At this time, users who are assigned the Review role (or is a member of the Reviewer role group) can't access data in Advanced eDiscovery in Microsoft 365 (also known as Advanced eDiscovery v2). To add members to a case in Advanced eDiscovery v2 so that they can review case data, a user must be a member of the eDiscovery Manager role group.

RMS Decrypt

This role lets users decrypt rights-protected email messages when exporting search results or preparing search results for analysis in Advanced eDiscovery. For more information about decrypting search results during export, see Export Content search results.

Search And Purge

This role lets users perform bulk removal of data matching the criteria of a content search. For more information, see Search for and delete email messages in your Office 365 organization.

More information

  • Why create an eDiscovery Administrator? As previously explained, an eDiscovery Administrator is member of the eDiscovery Manager role group who can view and access all eDiscovery cases in your organization. This ability to access all the eDiscovery cases has two important purposes:

    • If a person who is the only member of an eDiscovery case leaves your organization, no one (including members of the Organization Management role group or another member of the eDiscovery Manager role group) can access that eDiscovery case because they aren't a member of a case. In this situation, there would be no way to access the data in the case. But because an eDiscovery Administrator can access all eDiscovery cases in the organization, they can view the case and add themselves or another eDiscovery manager as a member of the case.

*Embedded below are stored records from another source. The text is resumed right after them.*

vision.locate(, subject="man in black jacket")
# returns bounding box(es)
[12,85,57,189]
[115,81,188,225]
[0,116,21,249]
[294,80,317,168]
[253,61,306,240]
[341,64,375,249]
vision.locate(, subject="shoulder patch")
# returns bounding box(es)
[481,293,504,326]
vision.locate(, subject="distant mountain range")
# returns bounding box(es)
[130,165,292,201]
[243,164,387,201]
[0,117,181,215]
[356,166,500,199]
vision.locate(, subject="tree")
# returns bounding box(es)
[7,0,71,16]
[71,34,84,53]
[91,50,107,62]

    • Because an eDiscovery Administrator can view and access all eDiscovery cases, they can audit and oversee all cases and associated compliance searches. This can help to prevent any misuse of compliance searches or eDiscovery cases. And because eDiscovery Administrators can access potentially sensitive information in the results of a compliance search, you should limit the number of people who are eDiscovery Administrators.

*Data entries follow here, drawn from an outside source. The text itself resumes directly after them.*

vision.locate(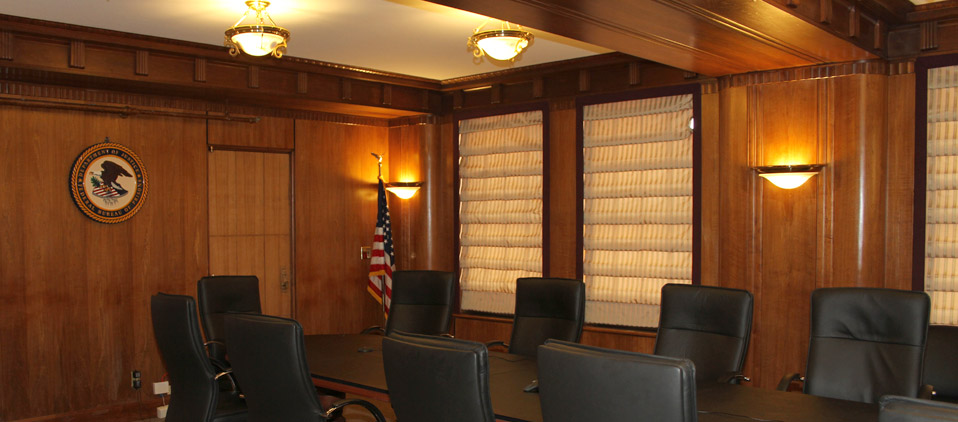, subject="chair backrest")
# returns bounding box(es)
[654,284,752,381]
[383,331,498,422]
[150,293,219,422]
[509,278,585,357]
[225,314,325,422]
[537,340,697,422]
[805,288,930,403]
[196,275,261,362]
[878,396,958,422]
[922,325,958,402]
[386,271,456,336]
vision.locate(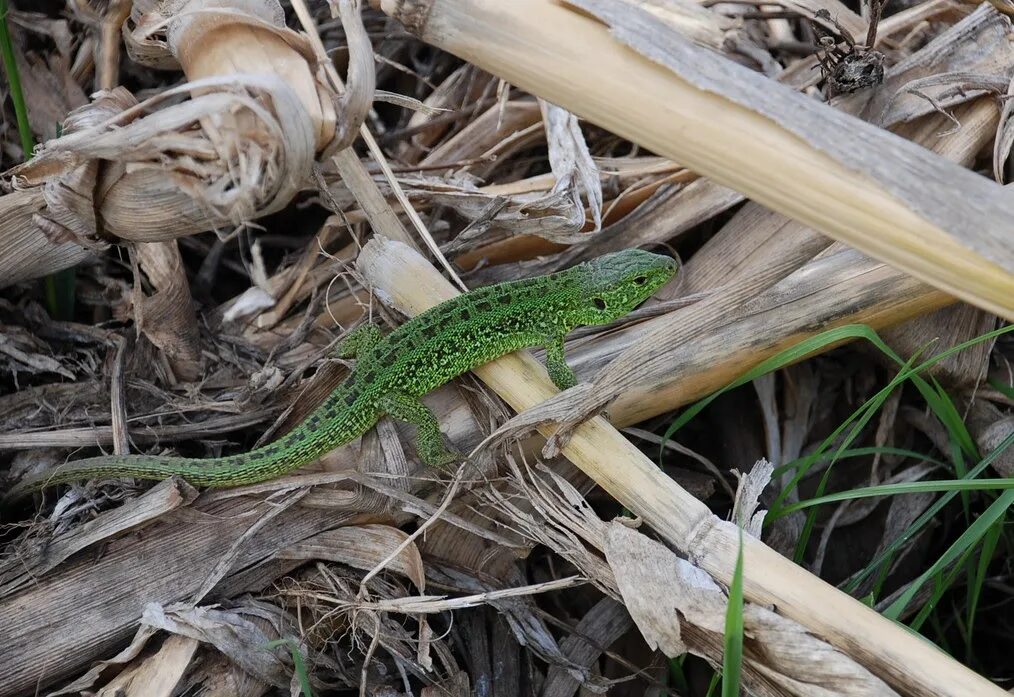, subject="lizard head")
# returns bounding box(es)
[572,250,677,325]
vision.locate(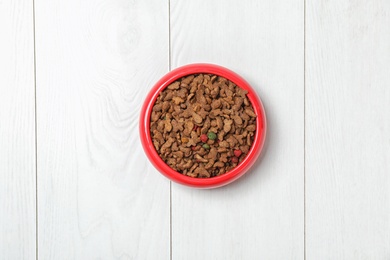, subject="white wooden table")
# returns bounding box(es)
[0,0,390,260]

      Also, eDiscovery Administrators are automatically added as administrators in Advanced eDiscovery. That means a person must be an eDiscovery Administrator to do administrative tasks in Advanced eDiscovery, such as setting up users, creating cases, and importing data in to a case.

  • Can I add a group as a member of the eDiscovery Manager role group? As previously explained, you can add a mail-enabled security group as a member of the eDiscovery Managers subgroup in the eDiscovery Manager role group by using the Add-RoleGroupMember cmdlet in Security & Compliance Center PowerShell. For example, you can run the following command to add a mail-enabled security group to the eDiscovery Manager role group.

    Add-RoleGroupMember "eDiscovery Manager" -Member <name of security group>
    

    Exchange distribution groups and Office 365 groups aren't supported. You must use a mail-enabled security group, which you can create in Exchange Online PowerShell by using the New-DistributionGroup -Type Security command. You can also create a mail-enabled security group (and add members) in the Exchange admin center or in the Microsoft 365 admin center. It might take up to 60 minutes after you create it for a new mail-enabled security to be available to add to the eDiscovery Managers role group.

    Also as previously stated, you can't make a mail-enabled security group an eDiscovery Administrator by using the Add-eDiscoveryCaseAdmin cmdlet in Security & Compliance Center PowerShell. You can only add individual users as eDiscovery Administrators.

    You also can't add a mail-enabled security group as a member of a case.